By Krishna Ramanujan

As director and head curator of the Cornell University Insect CollectionCorrie Moreau has numerous tasks on her to-do list, including one that could last her entire career: digitizing the collection’s 7 million specimens.

Digitization is a national trend, supported by the National Science Foundation, to eventually link biological collections across the country through a network of searchable databases, making species data available on exponential scales from the comfort of a scientist’s office.

Cornell’s collection, established in 1871, boasts 200,000 species (about 25% of all insect species), making it the seventh-largest in the world and the biggest at a land-grant university.
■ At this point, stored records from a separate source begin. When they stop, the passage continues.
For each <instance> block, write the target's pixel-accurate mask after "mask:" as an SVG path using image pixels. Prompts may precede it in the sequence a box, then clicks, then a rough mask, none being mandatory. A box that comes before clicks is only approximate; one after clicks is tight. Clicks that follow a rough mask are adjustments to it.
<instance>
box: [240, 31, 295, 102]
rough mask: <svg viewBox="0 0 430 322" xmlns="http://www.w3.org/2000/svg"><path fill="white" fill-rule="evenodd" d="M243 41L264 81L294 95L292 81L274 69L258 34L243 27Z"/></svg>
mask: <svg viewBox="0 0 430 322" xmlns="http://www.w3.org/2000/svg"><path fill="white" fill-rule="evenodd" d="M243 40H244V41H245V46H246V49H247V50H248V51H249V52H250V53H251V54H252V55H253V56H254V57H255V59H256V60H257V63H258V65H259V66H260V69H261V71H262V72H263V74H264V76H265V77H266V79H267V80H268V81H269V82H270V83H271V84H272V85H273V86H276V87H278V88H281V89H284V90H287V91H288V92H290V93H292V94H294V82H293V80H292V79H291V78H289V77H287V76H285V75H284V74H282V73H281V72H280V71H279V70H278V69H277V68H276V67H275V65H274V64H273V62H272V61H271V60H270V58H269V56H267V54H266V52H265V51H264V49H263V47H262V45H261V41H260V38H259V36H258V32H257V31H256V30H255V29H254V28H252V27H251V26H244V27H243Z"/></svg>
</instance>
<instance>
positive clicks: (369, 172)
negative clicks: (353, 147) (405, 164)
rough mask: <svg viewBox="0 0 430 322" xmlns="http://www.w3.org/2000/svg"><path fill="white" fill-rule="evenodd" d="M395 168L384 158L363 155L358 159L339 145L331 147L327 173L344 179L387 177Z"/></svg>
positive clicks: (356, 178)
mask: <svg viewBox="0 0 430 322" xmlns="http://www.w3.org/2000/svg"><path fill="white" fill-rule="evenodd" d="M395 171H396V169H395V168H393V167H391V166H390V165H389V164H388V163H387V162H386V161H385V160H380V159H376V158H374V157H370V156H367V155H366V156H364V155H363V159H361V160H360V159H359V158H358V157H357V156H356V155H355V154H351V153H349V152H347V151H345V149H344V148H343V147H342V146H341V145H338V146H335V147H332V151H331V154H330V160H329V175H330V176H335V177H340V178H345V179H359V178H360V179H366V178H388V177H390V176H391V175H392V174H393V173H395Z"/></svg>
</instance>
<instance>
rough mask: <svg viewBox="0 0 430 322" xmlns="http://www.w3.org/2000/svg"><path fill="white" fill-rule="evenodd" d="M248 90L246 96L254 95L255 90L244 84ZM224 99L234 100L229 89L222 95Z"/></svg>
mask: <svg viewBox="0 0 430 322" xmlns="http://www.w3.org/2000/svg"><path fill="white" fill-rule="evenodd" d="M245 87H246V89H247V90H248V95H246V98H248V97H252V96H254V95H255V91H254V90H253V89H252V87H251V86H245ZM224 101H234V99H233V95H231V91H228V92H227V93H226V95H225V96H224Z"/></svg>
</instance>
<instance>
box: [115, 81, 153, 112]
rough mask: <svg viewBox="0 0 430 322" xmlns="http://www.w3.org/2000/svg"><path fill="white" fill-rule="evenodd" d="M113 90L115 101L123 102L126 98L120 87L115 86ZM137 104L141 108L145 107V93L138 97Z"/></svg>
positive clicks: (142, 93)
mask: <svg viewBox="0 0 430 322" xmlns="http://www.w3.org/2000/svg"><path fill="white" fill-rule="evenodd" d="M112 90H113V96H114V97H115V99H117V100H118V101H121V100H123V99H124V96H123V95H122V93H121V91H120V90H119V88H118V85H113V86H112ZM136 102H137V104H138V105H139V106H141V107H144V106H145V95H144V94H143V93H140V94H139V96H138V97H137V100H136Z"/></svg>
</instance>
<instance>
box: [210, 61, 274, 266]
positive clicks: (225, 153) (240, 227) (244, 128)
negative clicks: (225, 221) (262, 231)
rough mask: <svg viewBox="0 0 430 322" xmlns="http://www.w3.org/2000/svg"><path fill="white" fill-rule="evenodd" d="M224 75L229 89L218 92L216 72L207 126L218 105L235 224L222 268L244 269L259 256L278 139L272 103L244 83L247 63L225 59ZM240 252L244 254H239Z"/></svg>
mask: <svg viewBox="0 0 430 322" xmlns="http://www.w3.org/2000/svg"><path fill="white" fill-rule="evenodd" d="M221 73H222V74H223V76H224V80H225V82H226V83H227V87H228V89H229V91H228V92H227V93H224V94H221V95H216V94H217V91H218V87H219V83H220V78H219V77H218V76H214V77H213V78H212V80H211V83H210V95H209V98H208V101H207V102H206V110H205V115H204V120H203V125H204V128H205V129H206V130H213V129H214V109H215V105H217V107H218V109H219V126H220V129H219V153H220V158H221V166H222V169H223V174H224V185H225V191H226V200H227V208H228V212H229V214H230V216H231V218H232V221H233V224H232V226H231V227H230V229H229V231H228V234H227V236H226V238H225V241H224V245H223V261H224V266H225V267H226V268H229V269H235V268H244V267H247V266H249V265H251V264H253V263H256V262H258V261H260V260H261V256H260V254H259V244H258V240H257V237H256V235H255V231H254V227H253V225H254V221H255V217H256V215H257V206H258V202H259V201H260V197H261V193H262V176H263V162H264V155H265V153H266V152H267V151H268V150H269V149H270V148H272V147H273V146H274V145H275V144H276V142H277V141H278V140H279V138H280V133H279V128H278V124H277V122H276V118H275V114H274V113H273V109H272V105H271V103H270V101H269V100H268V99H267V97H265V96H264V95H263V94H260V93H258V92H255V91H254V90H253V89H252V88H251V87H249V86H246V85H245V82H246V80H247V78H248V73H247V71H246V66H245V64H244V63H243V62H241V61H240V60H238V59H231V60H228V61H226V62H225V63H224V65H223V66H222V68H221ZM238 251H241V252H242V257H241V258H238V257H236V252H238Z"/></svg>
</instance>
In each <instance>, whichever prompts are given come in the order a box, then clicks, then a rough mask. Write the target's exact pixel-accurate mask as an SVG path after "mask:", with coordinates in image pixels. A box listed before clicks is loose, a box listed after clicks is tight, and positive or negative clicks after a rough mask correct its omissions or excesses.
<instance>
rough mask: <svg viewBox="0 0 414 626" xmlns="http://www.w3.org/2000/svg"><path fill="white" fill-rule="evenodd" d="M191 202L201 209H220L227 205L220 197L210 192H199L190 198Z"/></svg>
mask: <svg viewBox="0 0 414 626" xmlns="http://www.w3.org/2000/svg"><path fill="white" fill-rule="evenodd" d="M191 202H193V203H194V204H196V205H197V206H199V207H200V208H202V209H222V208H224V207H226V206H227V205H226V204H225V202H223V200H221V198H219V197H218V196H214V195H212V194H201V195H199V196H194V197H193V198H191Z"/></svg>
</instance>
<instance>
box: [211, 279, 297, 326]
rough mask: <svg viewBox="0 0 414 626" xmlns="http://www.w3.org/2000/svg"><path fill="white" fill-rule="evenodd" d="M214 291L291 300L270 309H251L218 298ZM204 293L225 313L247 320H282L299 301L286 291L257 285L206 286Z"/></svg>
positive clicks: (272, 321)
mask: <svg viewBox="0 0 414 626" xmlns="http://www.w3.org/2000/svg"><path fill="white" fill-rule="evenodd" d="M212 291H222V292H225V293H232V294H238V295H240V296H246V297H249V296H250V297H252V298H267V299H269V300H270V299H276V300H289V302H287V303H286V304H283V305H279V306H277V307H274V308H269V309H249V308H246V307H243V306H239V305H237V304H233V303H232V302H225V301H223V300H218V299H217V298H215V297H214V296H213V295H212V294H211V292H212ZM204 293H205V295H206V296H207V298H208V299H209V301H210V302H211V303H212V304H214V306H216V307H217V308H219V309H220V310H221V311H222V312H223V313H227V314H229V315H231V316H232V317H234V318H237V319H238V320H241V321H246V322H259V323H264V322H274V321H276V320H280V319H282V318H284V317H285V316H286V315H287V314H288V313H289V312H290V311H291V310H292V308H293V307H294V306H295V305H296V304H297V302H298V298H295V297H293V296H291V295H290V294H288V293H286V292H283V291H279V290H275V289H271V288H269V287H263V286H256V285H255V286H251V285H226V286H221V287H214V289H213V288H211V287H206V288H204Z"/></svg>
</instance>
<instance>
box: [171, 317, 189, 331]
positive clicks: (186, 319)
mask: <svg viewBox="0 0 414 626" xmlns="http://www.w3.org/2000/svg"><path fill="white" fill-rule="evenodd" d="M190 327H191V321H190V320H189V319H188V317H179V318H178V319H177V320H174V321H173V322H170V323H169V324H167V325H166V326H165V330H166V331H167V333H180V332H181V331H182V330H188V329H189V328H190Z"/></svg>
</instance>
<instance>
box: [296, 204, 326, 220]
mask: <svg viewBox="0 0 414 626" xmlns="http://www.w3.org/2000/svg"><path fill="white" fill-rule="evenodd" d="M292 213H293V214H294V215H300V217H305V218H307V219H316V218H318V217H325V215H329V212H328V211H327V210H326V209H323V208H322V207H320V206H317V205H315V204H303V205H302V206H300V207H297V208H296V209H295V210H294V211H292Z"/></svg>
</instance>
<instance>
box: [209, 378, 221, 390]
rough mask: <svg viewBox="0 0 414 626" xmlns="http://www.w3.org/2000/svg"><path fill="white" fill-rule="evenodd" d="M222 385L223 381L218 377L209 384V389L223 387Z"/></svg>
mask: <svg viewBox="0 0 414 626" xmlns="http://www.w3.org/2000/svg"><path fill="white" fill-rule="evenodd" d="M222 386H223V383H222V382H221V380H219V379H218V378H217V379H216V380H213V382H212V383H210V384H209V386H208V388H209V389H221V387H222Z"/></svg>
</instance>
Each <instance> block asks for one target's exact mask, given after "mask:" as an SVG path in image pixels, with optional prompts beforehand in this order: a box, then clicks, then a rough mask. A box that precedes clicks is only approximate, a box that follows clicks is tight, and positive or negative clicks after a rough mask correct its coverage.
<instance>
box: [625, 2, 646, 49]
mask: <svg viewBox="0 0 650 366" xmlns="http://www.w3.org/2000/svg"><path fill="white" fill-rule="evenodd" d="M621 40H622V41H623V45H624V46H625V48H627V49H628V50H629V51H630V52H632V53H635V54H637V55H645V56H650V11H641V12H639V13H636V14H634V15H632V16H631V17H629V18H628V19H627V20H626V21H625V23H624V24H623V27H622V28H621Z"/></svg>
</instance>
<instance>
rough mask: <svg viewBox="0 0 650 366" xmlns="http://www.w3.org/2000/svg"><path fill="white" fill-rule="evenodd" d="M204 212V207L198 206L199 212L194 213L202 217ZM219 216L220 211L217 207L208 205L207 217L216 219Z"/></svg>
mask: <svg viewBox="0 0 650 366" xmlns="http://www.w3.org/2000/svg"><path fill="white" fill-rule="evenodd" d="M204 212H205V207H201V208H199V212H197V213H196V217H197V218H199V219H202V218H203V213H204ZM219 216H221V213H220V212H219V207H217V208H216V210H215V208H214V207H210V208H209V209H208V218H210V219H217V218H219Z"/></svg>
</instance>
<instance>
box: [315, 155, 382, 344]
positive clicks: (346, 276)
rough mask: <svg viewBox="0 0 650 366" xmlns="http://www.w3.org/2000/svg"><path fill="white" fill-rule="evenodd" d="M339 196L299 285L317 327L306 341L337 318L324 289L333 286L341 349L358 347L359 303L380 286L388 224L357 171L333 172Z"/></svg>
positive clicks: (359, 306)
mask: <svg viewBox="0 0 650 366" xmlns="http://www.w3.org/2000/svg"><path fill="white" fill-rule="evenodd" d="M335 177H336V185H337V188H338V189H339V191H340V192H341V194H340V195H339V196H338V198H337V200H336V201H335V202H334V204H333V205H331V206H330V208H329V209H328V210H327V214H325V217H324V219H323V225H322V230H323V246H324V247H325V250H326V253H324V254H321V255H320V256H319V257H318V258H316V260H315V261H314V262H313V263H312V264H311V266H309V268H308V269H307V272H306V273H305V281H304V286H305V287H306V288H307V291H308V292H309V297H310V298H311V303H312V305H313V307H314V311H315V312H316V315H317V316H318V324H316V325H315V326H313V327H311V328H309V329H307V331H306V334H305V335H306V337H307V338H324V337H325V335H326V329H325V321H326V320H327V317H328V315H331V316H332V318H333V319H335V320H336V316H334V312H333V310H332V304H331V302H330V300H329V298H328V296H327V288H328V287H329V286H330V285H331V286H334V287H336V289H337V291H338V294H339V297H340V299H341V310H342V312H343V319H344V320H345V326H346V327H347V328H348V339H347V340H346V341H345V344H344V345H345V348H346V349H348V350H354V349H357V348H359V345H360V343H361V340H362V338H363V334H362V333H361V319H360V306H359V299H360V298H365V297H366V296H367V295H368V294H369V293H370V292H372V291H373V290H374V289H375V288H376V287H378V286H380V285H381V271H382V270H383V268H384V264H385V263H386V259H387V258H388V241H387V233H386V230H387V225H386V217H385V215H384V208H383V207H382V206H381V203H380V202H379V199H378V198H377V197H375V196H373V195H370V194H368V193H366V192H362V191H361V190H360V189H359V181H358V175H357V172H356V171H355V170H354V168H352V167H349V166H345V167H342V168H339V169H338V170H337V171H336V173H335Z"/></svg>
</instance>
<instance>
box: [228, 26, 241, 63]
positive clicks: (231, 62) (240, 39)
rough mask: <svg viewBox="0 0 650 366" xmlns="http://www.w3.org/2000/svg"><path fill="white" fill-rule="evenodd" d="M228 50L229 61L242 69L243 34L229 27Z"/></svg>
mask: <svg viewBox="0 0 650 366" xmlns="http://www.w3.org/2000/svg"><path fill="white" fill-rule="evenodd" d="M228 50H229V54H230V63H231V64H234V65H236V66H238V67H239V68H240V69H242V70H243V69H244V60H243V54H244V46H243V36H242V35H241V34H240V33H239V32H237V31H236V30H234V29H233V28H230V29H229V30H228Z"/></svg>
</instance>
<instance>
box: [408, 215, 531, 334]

Its strengths include lepidoptera (butterflies and moths); dragon flies, including some of the oldest specimens ever collected; and a growing ant collection.

Moreau, colleagues and student workers now face the daunting task of databasing specimen records and taking high resolution images and making those available in real time through public repositories online.

Moreau, the Martha N. and John C. Moser Professor of Arthropod Biosystematics and Biodiversity, was hired in 2019 in part to unlock the potential in the Cornell collection by ensuring that scientists the world over can access its resources.

“Our large historical collection not only contains specimens from 150 to 200 years ago, it has been constantly added to, up to the present,” Moreau says. “This gives us powerful tools to ask questions about how species evolved, how they change and what are the impacts from the environment and humans.”

An ant expert, Moreau has spent her career working in natural history collections – as an undergraduate and master’s student at San Francisco State University, a doctoral student at Harvard University, a postdoctoral researcher at the University of California, Berkeley, and in her previous faculty position as director of the Integrative Research Center at the Field Museum of Natural History in Chicago. Her own research unites genomic DNA and microbiology to get a richer picture of how ants have been so evolutionary and ecologically successful.